The qualities of reason and sound mind have left the country. I would get out too if I knew what they did. The sad thing is that I do know.
But what about someone who is not a citizen and has never been to this nation—do they have constitutional rights? On its face, it seems crazy, but the courts have ventured far beyond their legitimate domain in their recent findings concerning immigration and national security, so what’s a little more craziness on top of that?
Does someone in Afghanistan or western Kenya who would like to come to the United States have constitutional rights under the supreme law of our land? Do two Ukrainian soldiers who get in a bar fight over the quality of the vodka have the right against self-incrimination and should we get them a court appointed lawyer if they can’t afford one?
I am trying hard to be facetious, but at this moment some attorney full of vigor but short of standing and legitimate argument is adding my last paragraph to his brief. We have come to the brink of insanity and insanity—desiring to retain some dignity—will have nothing to do with us.
This is the question that I pose to those desiring to grant constitutional rights to anyone and everyone on the planet:
Why do you believe that a child still in the mother’s womb has no constitutional rights?
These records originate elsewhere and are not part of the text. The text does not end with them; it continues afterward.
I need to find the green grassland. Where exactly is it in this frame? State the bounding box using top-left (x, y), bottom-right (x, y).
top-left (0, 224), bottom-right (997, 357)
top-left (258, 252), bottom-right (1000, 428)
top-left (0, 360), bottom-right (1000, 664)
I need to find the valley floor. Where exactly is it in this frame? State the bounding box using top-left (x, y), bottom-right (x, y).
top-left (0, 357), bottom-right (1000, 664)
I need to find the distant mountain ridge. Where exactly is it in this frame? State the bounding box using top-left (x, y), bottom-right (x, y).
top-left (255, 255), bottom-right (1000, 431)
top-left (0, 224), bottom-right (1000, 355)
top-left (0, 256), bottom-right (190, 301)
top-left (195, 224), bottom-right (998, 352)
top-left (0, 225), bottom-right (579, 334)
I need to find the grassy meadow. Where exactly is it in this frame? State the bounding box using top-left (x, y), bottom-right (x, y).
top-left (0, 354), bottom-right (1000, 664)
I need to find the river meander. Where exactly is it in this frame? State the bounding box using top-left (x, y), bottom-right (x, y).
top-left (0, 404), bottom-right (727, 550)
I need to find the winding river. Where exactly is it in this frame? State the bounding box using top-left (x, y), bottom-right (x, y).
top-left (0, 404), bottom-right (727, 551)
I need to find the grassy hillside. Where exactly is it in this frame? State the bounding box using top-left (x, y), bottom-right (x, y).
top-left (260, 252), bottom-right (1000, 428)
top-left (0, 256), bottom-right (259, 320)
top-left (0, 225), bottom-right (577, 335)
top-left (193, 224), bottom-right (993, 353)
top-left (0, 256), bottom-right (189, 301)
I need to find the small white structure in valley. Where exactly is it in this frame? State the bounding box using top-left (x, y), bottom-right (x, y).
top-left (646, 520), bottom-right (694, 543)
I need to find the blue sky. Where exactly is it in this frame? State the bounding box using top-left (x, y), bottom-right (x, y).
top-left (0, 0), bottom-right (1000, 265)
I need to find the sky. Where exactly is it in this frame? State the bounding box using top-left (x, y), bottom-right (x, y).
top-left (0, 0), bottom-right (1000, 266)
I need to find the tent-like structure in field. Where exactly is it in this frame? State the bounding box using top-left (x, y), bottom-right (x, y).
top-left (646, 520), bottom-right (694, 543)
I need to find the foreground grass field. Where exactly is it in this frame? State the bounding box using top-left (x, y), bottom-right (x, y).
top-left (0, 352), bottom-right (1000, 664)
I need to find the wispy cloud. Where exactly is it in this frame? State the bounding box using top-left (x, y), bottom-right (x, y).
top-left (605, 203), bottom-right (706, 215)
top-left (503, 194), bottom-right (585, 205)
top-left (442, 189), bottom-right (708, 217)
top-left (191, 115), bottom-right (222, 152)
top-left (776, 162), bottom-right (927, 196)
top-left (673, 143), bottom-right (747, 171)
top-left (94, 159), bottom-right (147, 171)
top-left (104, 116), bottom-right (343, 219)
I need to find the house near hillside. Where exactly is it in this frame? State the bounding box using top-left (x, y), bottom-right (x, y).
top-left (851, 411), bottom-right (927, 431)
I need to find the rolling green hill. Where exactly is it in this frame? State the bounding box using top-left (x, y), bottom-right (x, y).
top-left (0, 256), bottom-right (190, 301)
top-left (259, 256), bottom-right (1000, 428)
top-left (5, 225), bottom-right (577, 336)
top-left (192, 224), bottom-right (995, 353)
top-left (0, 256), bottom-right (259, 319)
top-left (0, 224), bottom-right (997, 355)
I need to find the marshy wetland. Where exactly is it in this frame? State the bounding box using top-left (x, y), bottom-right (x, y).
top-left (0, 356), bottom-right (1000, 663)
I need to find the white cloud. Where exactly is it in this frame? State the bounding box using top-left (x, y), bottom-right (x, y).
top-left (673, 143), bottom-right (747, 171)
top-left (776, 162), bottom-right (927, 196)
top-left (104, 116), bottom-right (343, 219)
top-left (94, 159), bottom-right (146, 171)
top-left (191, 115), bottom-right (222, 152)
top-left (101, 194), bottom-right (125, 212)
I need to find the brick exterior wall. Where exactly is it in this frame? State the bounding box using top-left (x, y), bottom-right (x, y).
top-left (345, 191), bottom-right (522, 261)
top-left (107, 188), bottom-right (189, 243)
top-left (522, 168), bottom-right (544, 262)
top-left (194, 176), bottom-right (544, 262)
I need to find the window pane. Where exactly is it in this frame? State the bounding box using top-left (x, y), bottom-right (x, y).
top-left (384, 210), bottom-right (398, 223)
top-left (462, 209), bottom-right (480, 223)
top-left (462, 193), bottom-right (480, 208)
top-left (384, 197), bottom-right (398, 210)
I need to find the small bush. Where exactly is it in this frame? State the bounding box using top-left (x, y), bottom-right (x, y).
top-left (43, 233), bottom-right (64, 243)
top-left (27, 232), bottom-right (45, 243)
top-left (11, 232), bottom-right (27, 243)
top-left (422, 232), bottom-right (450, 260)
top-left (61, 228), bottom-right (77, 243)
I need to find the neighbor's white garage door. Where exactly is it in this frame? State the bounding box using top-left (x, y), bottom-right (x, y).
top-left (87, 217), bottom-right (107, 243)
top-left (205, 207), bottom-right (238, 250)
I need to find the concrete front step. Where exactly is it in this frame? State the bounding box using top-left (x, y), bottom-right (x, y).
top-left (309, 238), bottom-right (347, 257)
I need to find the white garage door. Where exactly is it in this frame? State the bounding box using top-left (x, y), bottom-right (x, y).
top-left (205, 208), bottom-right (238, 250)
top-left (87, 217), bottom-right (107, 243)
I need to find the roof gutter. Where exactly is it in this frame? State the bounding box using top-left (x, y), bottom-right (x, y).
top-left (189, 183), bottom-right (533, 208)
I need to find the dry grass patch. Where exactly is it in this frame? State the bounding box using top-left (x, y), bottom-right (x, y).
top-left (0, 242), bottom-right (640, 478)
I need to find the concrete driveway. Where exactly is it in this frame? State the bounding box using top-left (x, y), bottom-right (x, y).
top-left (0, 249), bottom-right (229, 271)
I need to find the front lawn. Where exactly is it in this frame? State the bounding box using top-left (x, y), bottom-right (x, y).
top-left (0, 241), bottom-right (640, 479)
Is the membrane between the mother’s body and the world that awaits so much more substantial that an international boundary?
It seems that somebody has already built a 30 foot wall but it is not on the Mexican border.
How can we consider it constitutional to kill a child that is 9 months old, within hours of delivery, because it has not entered the air breathing world in which we exist?
How can someone on the other side of the planet who made have only heard of America have rights that a child so close to delivery does not have?
Who has deported my good friends Reason, Sanity, and a Sound Mind?